Today I went and registered Annie for kindergarten. This whole suicide thing and what you are missing out on…YOU SUCK! I got to the point where I had to fill out mother and father information. I wanted to sob like a baby as I just marked a big “X” through the father section. Too bad you weren’t there to make your own “X” since this was your choice anyways.
OK…deep breath. (I’m ok..I’m ok…I’m ok)
Wait a minute…one more time for my sake….YOU SUCK!
Alright, moving on.
The big girls tell everyone that we encounter from the grocery store to the random stranger in the parking lot that their daddy is dead.
*awkward moment where crickets chirp*
They are coming to terms with it so I just let it fly.

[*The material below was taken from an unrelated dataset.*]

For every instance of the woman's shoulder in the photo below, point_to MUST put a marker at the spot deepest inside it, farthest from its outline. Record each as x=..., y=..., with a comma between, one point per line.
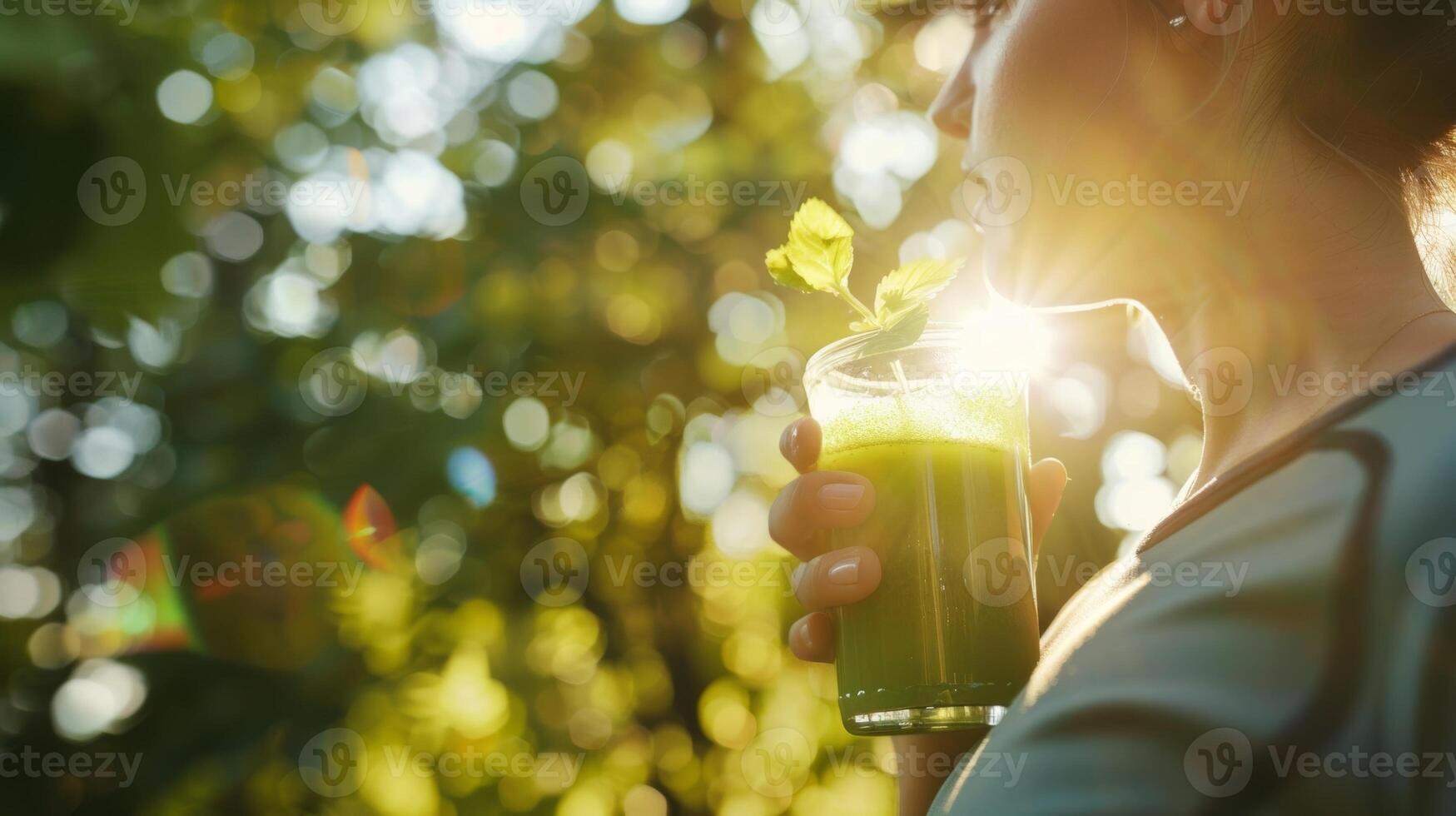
x=1299, y=625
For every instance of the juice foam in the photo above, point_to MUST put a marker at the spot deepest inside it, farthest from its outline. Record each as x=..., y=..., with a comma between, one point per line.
x=991, y=417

Yesterday some of my wonderful friends took the children for a while and showed them a good time so I could take care of some of your loose ends, let me play and sleep by myself. I had the most wonderful time and almost laughed non-stop. I went swimming (Yes..I finally bought a bathing suit) and even went to a fair, where I spun my brains out until I wanted to puke. The best part…I had fun. All the times I begged to go to the fair and you told me it was just a waste of money…every family outing I wanted to do…waste of money….etc.
Guess what big boy…I’m doing it. It’s not a waste of time. It’s a perfect way to spend time in this life. LIVING LIFE. Holding onto every smile, every laugh and every memory. At the end of my life I am going to be look back and proclaim that my life was not wasted. Not one single moment. I’m going to raise our girls to not waste a moment on all this petty junk that gets people down. They are going to LIVE LIFE.
Over and out for now. I’m sure there will be more tonight.